“When in Drought, Leave it Out”
We don’t know who first coined that phrase, but like most meteorological rules of thumb, it tends to hold true most of the time. Currently in New England, especially Southern New England, a drought currently grips the region.
A persistent pattern has led to warm and dry conditions across the Northeast for the past several months. While scattered showers and thunderstorms have produced locally heavy rainfall in some areas recently, widespread rainfall has been lacking. Many cold fronts have come across the region with little rainfall and coastal storms are rare in the summer to begin with. Even waves of low pressure passing south of New England along stalled out cold fronts have been too far south to produce much rain across out area.
The dryness has been most noticeable since the beginning of June. Since June 1, Boston’s Logan Airport has recorded just 1.99″ of rain. This is the driest June/July on record in the city. The current record is 2.03″ from 1949. If Boston does not receive more than 0.04″ before Sunday night, a new record will be set (more on that later). In Worcester, the 3.18″ during the same timeframe is the 4th lowest total on record. In Lowell, 3.12″ of rain has been reported since June 1. This is the 8th lowest total on record.
Is there any relief on the way? A cold front will move across the region late Thursday and early Friday, then stall out south of New England. A wave of low pressure will ride along the wave, passing south of us on Friday. This wave will produce locally heavy rain and thunderstorms across the Ohio and Tennessee Valleys on Thursday, before it heads for the Mid-Atlantic states Thursday night. The question then is, how far north does the low and its associated rain shield get. This is the same situation we often see in the winter when trying to determine if a storm will miss us completely, bury us with heavy snow, or come too close and give us rain instead of snow. Thankfully, we don’t have to worry about snow for another 3-4 months at least.
Right now, there are several different solutions among the models, which have a rather large impact on the forecast.
For the past few months, as we’ve mentioned previously, most of these storms have passed too far south to have much of an impact on us. For this reason, we’re inclined to lean that way with the forecast for Friday as well. Droughts feed on themselves, which is how the expression at the top of the page came into existence. When the ground is dry, there is even less moisture available for approaching systems. When there’s less moisture available, less rain falls. When less rain falls, the drought gets worse. So how do you break a drought? When you have one in the summer, usually, the answer is with a tropical system. Either a tropical storm/hurricane comes up the coast and slams into New England dumping copious amounts of rain on us, or one hits farther down the coast (North Carolina or the Gulf) and weakens inland and the remains of it move this way with heavy rainfall. The Summer of 1955 was hot and dry like this one has been. Then, in the span of a week in August, two Tropical Storms (Connie and Diane) brought record rainfall to the region, with widespread flooding. Of course, that’s not the preferred scenario. A more gradual transition to a wetter pattern is the best case scenario, but that isn’t how is usually works.
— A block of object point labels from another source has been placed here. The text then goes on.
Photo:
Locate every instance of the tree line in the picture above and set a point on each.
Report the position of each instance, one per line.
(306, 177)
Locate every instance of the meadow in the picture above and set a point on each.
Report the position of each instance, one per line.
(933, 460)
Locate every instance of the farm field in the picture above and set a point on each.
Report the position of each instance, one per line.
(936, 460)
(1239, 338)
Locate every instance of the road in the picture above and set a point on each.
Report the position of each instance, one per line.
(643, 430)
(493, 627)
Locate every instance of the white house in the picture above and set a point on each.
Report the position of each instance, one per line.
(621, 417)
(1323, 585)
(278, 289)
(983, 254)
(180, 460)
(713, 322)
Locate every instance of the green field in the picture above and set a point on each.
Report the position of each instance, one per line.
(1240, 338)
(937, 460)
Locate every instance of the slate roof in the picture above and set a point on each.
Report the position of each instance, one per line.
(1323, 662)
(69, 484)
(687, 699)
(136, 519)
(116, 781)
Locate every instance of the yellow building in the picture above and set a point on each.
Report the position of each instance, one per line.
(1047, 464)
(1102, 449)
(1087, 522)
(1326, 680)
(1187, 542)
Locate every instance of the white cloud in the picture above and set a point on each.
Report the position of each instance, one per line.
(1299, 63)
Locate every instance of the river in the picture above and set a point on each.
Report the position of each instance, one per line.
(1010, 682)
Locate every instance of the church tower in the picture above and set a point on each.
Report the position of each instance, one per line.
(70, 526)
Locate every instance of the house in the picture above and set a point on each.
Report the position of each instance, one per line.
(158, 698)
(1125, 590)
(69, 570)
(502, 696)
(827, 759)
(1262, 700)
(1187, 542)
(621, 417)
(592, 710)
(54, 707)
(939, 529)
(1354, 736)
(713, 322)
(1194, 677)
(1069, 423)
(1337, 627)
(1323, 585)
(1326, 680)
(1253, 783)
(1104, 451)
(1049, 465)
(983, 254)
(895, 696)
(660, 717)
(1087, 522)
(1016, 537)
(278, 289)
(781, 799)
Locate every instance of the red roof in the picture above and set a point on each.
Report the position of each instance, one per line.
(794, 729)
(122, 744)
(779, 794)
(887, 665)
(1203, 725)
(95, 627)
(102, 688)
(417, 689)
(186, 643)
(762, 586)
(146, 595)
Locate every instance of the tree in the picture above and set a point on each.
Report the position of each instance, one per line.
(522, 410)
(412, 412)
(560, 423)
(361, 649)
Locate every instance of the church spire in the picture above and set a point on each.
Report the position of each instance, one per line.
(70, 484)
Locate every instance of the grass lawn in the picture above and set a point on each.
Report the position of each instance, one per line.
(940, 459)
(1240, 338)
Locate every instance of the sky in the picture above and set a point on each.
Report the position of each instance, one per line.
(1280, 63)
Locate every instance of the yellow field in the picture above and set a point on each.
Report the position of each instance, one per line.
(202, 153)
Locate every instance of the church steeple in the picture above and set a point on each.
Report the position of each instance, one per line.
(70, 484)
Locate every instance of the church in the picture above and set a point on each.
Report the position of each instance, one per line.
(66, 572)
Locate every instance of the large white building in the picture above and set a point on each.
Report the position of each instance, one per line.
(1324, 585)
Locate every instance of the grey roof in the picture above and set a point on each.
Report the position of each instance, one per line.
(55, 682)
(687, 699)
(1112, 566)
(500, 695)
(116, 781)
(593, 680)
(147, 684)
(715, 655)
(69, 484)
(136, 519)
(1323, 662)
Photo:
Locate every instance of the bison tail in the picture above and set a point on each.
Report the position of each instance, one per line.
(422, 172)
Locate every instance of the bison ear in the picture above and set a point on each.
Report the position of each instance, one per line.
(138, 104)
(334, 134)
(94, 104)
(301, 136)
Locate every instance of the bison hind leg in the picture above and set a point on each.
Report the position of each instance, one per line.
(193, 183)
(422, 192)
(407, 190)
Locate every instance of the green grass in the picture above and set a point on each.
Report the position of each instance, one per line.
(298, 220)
Speaking of the tropics, things may be starting to heat up. Since a record-setting June, there hasn’t been any activity at all in the Atlantic in July, but that could be changing. A tropical wave moved off the coast of Africa on Tuesday, producing plenty of shower and thunderstorm activity. Although some of that activity diminished today, conditions are still favorable for some development over the next few days. The odds of the system becoming a tropical depression are still fairly low, and the odds of it impacting any land, let alone New England are still fairly remote.
Now that we’re approaching the beginning of August, these waves should start to move off the coast of Africa every few days. At least a few of these will eventually become tropical systems as we approach the peak of hurricane season, which is late August into late September. Another area to watch is down near the Bahamas. Sometimes tropical systems form in this region, and they can quickly strengthen and head up the coast within a couple of days, which is exactly what Hurricane Bob did in August of 1991.